All this week, The Takeaway is looking at the current state and future of the Democratic Party. Today, The Takeaway hears from Andrea Jenkins, the first openly transgender African-American woman elected in U.S. history. She won a seat on the Minneapolis City Council earlier this month, and discusses the challenges facing Democrats in 2017 and beyond.
Is the Democratic Party adequately responding to sexual harassment allegations against Minnesota Senator Al Franken and Representative John Conyers? Marcy Stech, a Democratic Party strategist,joins The Takeaway to weigh in on how the party has handled the recent allegations.
Baltimore homicide detective Sean Suiter was killed last week in The Charm City. The timing of the murder is raising eyebrows. Suiter died a day before he was scheduled to testify before a federal jury that’s investigating an elite city task force.Justin Fenton,a reporter for The Baltimore Sun, has the details.

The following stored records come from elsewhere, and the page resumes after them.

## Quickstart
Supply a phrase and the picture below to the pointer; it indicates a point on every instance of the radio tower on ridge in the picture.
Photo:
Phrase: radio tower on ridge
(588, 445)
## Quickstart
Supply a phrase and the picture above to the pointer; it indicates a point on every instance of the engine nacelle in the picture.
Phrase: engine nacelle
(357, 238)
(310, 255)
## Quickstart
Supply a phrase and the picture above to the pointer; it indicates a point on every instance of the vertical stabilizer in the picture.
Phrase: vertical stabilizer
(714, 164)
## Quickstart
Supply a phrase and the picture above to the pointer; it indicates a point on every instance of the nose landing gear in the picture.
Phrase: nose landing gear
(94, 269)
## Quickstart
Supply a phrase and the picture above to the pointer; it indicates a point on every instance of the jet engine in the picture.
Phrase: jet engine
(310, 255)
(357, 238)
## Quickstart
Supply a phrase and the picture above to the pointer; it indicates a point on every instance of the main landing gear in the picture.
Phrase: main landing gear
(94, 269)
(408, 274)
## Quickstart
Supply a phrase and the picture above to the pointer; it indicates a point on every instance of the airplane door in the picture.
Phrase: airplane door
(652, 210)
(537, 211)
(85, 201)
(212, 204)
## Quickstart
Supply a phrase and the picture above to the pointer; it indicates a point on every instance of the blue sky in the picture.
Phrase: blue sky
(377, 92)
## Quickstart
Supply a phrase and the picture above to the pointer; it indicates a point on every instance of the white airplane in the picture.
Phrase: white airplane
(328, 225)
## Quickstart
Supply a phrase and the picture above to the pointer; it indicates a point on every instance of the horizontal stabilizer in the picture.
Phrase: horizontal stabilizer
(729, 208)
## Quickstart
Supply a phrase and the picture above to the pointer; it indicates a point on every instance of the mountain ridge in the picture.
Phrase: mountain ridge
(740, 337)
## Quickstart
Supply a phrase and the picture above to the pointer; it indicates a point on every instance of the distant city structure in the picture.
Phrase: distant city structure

Many police departments are grappling with how best to effectively do their jobs, while at the same time not alienating the people they are sworn to protect. In Hartford, Connecticut, cops are aggressively seeking to engage their community through open dialogue and transparency. Deputy Chief Brian Foley tells us about his department’s efforts.
Jennifer Drobac is a professor of sexual harassment law at Indiana University, and author of “Sexual Exploitation of Teenagers: Adolescent Development, Discrimination & Consent Law.” She says we need a radical change to our consent laws: let teens offer “assent,” which they can subsequently revoke. This, she argues, would protect teens legally, and keep men like Roy Moore from going after them in the first place.